На мой взгляд, самым удачным воплощением «Волшебной флейты» до Брука был фильм-опера Кеннета Браны (2006). Все предыдущие фильмы Браны поражали своей добротностью и упрощенностью (экранизация «Гамлета» в эстетике бидермаера). Но авансы, данные Лоуренсом Оливье, должны были когда-то подтвердиться. Брана создает насыщенный натуралистически инфернальный мир, перенеся место действия на поля Первой мировой войны. Персонажи входят в эту сказочную реальность вследствие воздействия газовой атаки. Весь сюжет получает логику, оправданность и яркость. «Волшебная флейта» Браны реализована исключительно языком кино, фактически вне театра. Брук создает чисто театральную лаконичную «Волшебную флейту».

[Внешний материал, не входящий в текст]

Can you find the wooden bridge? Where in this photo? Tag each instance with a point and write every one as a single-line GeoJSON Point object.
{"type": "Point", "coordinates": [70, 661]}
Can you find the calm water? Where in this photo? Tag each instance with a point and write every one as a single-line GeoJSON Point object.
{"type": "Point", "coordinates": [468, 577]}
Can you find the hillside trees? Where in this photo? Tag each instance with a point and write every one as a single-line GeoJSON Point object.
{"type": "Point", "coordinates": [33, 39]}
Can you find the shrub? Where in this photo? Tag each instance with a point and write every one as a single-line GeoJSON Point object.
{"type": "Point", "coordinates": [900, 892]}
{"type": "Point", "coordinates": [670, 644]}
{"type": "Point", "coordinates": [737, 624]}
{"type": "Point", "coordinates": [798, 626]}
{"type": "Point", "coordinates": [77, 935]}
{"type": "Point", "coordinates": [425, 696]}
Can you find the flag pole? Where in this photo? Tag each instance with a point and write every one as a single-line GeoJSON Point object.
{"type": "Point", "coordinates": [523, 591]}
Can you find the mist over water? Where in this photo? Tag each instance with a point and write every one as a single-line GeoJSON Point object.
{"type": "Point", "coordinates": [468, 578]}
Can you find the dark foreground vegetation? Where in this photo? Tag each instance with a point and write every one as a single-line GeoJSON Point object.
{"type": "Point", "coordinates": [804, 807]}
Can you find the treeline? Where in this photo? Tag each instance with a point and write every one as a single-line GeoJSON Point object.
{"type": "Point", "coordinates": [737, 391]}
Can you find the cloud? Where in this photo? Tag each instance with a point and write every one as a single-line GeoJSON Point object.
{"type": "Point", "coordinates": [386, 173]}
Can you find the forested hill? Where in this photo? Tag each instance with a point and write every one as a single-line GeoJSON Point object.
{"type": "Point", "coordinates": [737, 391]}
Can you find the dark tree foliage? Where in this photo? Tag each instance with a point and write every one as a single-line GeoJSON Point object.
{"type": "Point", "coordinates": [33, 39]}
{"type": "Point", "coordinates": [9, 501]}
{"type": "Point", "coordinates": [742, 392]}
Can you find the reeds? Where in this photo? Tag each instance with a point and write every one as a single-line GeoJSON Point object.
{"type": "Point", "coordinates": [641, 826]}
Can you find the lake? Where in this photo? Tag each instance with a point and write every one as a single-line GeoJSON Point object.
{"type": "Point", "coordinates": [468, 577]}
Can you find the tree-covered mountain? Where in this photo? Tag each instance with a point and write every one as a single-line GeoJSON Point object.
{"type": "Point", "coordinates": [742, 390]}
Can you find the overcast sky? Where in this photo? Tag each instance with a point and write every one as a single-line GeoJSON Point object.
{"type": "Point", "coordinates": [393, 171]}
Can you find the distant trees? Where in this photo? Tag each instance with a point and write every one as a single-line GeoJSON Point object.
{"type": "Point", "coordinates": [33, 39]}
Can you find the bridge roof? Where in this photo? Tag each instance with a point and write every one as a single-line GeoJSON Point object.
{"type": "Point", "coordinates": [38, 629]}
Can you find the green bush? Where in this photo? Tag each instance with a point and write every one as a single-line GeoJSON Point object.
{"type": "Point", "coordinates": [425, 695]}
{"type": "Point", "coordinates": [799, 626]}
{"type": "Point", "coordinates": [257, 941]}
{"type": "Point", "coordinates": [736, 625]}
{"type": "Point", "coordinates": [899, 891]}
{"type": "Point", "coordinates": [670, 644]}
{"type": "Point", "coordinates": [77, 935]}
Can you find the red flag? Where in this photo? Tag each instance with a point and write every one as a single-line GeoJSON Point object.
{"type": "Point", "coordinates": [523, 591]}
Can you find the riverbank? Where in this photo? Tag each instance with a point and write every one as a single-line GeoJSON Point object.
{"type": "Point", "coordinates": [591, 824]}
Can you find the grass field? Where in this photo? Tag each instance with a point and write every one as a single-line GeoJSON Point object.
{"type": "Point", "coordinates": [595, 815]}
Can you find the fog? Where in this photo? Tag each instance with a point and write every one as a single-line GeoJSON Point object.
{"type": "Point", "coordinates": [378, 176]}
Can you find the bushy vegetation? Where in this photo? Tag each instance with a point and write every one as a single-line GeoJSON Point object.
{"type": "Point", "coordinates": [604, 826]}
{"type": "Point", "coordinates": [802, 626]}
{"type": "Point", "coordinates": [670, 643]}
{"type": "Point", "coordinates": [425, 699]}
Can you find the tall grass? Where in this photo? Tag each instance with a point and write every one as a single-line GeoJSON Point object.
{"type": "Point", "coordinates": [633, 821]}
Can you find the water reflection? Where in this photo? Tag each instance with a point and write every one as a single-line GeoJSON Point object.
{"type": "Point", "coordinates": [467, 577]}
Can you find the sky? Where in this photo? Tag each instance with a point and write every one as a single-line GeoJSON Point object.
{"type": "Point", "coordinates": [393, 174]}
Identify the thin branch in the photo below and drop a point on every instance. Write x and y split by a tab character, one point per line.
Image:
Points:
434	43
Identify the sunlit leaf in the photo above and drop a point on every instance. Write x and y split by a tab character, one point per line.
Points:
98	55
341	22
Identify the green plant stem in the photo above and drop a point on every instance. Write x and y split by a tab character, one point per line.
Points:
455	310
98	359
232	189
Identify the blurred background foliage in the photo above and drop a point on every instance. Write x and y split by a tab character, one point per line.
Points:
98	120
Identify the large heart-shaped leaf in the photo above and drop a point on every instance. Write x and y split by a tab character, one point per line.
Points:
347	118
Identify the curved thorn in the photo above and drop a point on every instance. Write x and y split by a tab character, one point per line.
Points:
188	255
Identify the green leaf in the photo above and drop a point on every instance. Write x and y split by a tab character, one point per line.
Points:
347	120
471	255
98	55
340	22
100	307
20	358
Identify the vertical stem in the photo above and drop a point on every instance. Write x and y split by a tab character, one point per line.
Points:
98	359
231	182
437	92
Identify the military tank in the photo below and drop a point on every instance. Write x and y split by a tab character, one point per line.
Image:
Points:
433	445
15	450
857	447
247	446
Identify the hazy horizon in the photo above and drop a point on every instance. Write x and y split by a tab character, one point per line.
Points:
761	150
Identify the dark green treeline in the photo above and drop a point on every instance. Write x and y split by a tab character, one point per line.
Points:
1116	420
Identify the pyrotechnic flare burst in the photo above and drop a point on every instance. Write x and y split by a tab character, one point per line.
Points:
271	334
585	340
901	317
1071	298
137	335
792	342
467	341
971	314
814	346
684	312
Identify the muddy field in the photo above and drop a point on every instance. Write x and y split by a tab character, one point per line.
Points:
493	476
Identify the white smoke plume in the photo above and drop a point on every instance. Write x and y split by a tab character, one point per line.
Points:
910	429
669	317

Я бы назвал «Флейту» Брука «Черным квадратом» театра, если бы дело происходило 100 лет назад. Малевич довел живопись до предельной простоты, после которой она стала именно живописью, а не подражанием жизни. Брук создал максимально простой и бесконечный мир театра в тот момент, когда возможность спектакля мыслится только за гранью театральных средств.
Татьяна (19.11.2013 в 10:37):
Сложно – взять и написать про Брука – не впадая в старческое умиление. Потому что если так, то автоматически получается, будто отказываешь 90-летнему режиссеру в ясности мысли.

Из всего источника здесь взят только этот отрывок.